Line 1, Rialto Mercato. One of the more recent stops for the Venice water bus service. Venetians traditionally travelled to the Rialto Market by gondola or other types of craft, because it served as a place for trading goods even before the construction of the Rialto Bridge, which was originally just a pontoon made up of boats and wooden poles (12th century).
The market was mainly given over to vegetable stalls (the “erbarìa”), and sales of citrus fruit (the “naranseria”), as well as the “pescarìa” and the “beccaria” where fish were traded and animals were butchered.
The building between Campo San Giacometo and Campo Erbaria housed various administrative concerns and private businesses connected to the market.

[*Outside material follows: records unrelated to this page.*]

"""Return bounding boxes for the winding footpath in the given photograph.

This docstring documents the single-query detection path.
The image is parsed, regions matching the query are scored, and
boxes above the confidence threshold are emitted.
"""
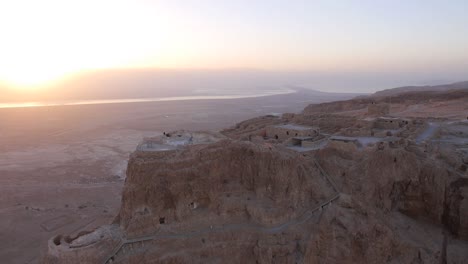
[102,159,340,264]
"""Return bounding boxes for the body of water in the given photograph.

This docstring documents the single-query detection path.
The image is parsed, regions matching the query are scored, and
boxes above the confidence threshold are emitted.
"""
[0,89,296,108]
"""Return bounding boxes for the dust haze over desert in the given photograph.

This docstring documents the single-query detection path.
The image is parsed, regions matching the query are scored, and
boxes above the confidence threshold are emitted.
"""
[0,0,468,264]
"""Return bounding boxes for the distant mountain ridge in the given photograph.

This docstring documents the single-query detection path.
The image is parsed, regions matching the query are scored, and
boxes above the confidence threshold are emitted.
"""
[372,81,468,97]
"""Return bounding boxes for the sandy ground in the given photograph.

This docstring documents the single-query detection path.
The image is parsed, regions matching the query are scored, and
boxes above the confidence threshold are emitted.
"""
[0,90,350,263]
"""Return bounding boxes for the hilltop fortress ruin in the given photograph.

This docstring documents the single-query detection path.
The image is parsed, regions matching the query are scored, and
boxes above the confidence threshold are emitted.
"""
[45,90,468,264]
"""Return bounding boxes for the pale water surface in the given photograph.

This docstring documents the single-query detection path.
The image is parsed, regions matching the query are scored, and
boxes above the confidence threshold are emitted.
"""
[0,89,296,108]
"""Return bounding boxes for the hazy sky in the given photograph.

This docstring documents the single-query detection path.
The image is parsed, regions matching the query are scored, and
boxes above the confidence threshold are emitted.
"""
[0,0,468,90]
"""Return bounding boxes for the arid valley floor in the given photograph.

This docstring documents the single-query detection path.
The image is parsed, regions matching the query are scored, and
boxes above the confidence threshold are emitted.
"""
[0,83,468,264]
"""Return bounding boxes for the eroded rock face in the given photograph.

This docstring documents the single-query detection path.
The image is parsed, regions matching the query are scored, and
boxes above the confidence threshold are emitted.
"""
[118,140,334,236]
[47,125,468,263]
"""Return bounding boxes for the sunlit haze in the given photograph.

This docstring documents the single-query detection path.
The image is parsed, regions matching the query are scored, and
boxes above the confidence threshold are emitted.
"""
[0,0,468,93]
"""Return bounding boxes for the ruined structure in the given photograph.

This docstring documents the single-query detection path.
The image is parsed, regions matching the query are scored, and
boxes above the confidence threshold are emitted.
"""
[266,124,320,140]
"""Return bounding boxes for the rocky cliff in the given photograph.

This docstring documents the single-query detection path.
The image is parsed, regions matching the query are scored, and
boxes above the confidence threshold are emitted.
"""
[45,94,468,263]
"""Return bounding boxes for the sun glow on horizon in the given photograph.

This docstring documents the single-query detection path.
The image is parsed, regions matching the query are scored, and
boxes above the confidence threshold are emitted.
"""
[0,0,468,89]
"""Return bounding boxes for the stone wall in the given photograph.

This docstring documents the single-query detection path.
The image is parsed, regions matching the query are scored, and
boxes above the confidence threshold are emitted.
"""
[266,126,319,140]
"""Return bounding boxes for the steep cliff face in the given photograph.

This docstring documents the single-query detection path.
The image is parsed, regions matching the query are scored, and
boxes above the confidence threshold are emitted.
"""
[117,140,334,236]
[317,143,468,239]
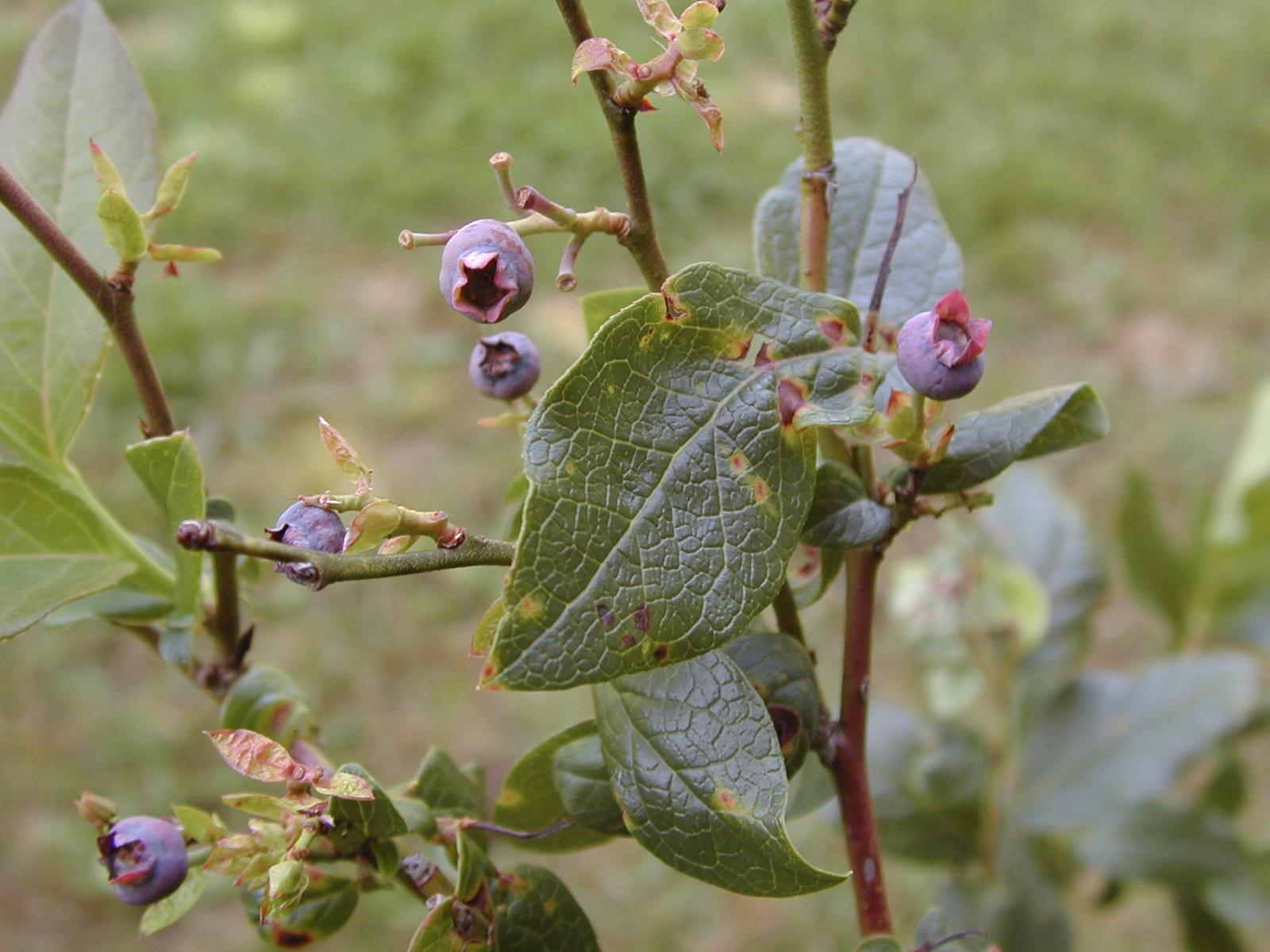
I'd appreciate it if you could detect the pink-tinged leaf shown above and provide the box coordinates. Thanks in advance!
[313,770,375,800]
[203,730,302,783]
[679,29,724,62]
[679,0,719,30]
[635,0,686,40]
[681,91,722,152]
[221,793,295,820]
[572,36,635,84]
[318,416,371,493]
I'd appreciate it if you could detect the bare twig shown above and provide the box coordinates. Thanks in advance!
[862,159,917,351]
[829,547,891,935]
[0,159,176,436]
[556,0,671,290]
[176,519,516,589]
[459,816,574,839]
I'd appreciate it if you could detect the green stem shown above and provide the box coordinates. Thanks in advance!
[556,0,675,290]
[176,519,516,589]
[786,0,833,290]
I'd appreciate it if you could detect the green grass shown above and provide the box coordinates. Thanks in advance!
[0,0,1270,952]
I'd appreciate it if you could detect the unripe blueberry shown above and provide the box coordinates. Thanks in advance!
[898,290,992,400]
[265,501,344,585]
[468,330,542,400]
[97,816,188,906]
[441,218,533,324]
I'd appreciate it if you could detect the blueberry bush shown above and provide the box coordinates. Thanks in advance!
[0,0,1270,952]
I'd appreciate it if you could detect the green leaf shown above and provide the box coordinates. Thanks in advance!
[551,734,626,836]
[1116,470,1195,633]
[483,264,876,690]
[1076,802,1246,889]
[125,430,206,660]
[243,866,360,948]
[868,701,988,863]
[171,804,229,846]
[579,288,648,340]
[97,189,150,264]
[455,830,489,903]
[468,597,503,658]
[408,896,487,952]
[0,464,136,639]
[785,757,837,821]
[493,863,599,952]
[921,383,1107,493]
[494,721,608,853]
[593,651,845,896]
[1173,892,1247,952]
[221,665,314,747]
[722,631,821,776]
[802,461,891,550]
[1014,652,1260,833]
[980,463,1106,669]
[410,747,485,816]
[329,764,406,849]
[786,543,846,608]
[754,138,964,324]
[148,152,198,218]
[140,866,207,935]
[0,0,157,470]
[1206,381,1270,547]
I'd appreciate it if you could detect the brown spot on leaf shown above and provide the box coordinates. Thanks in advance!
[776,377,806,427]
[662,289,688,322]
[794,544,821,582]
[767,704,802,751]
[273,925,316,948]
[815,315,847,344]
[631,605,652,635]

The following were located in the building: warehouses for storing goods (now home to Caffè Vergnano), a public weighbridge (the site of the current Osteria Al Pesador), and Banco Giro, a real banking institution and the financial heart of the market (nowadays the Osteria Banco Giro).
In more recent times, indeed up to the 1970s, this area was home to the wholesale fruit and vegetable market.
Campo Erbaria was fenced off and the market stalls were set up there.
In the morning, boats came up from islands in the Lagoon and unloaded their fruit and vegetables; these were then stored and handled in the warehouses where Caffè Vergnano stands today.